Fiat Chrysler’s run-ins with federal safety regulators over the maker’s perceived dragging of its heels when it comes to completing recall repairs has resulted in the automaker being forced to participate in a hearing on July 2 about the problems.
Officials from the National Highway Traffic Safety Administration (NHTSA) are planning to interview FCA executives about what they perceive as a lack of full cooperation from the automaker.
“NHTSA has concerns about slow completion rates, slow or inadequate notifications to consumers, faulty remedies, improper actions by dealers and more,” said Mark Rosekind, NHTSA administrator, during a press conference today.

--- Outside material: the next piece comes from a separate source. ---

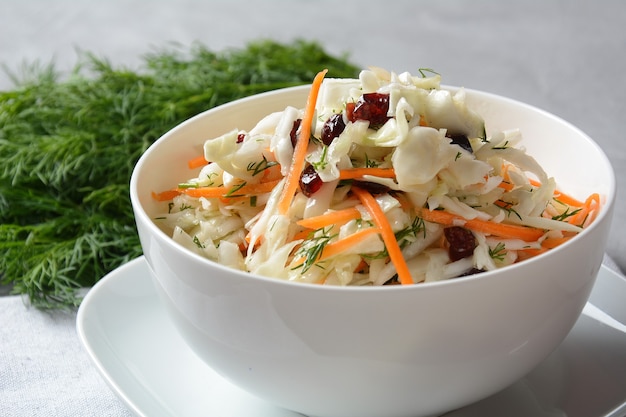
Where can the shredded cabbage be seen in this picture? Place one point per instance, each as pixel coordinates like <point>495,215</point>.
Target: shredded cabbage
<point>441,159</point>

“Each of these defects presents an unreasonable risk to safety and in each case there is reason to question whether Fiat Chrysler has met its legal obligations.”
FCA’s been subjected to plenty of public scrutiny over its handling of NHTSA’s demand that it 2.7 million Jeeps, which it initially refused to do, in 2013 due to problems with the location of the fuel tanks.

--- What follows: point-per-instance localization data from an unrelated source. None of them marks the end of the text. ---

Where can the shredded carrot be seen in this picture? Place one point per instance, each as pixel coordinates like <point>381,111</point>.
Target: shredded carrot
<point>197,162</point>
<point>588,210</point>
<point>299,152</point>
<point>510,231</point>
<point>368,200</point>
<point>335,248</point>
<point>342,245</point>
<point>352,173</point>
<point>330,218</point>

The agency has dozens of complaints about tanks claiming they were prone to catching on fire in rear-end collisions. The automaker ultimately acquiesced, agreeing to recall 1.6 million 1993-98 Jeep Grand Cherokees and 2002-07 Libertys and solving the problem by installing trailer hitches on the vehicles, which provided additional protection for the gas tanks.
(FCA appealing $150 million Jeep verdict. For more, Click Here.)
Rosekind noted that the fuel tank problem is just one of 20 recalls the agency is concerned about – impacting more than 10 million vehicles. If the FCA is found to be in violation U.S. auto safety laws, NHTSA could levy a variety of punishments ranging from simply forcing the maker to fix the problems to buying back the affected vehicles.
“In each of those 20 recalls, NHTSA has significant concerns about Fiat Chrysler’s performance,” Rosekind said. Being called in for this kind of hearing is uncommon with the last time being about three years ago.
(Click Here for details about the slow pace of Jeep recall repairs.)
NHTSA also demanded that the automaker provide a variety of documents related to the 20 recalls in question. The automaker, which has consistently defended its products and response, did the same in a statement today, saying it would comply with the requests and pointing out a poignant statistic.
“The average completion rate for recalls exceeds the industry average and all FCA US campaigns are conducted in consultation with NHTSA,” the company said in a statement.
The agency’s complaint with the Jeep fuel tank recall is that they believe the automaker is taking too long to complete the recommended fix. Last November, NHTSA officials criticized the automaker because just 3% of the affected Jeeps had been fixed. Through the end of the first quarter of this year, just 21% of the vehicles had been repaired.
(To see more about FCA looking for a merger partner, Click Here.)
Rosekind stressed that NHTSA was comfortable with the recommended repair, but the rate of completion was the issue, adding that the agency does not plan to reopen its investigation into Jeep SUVs with rear-mounted fuel tanks after suggesting last month it was under consideration.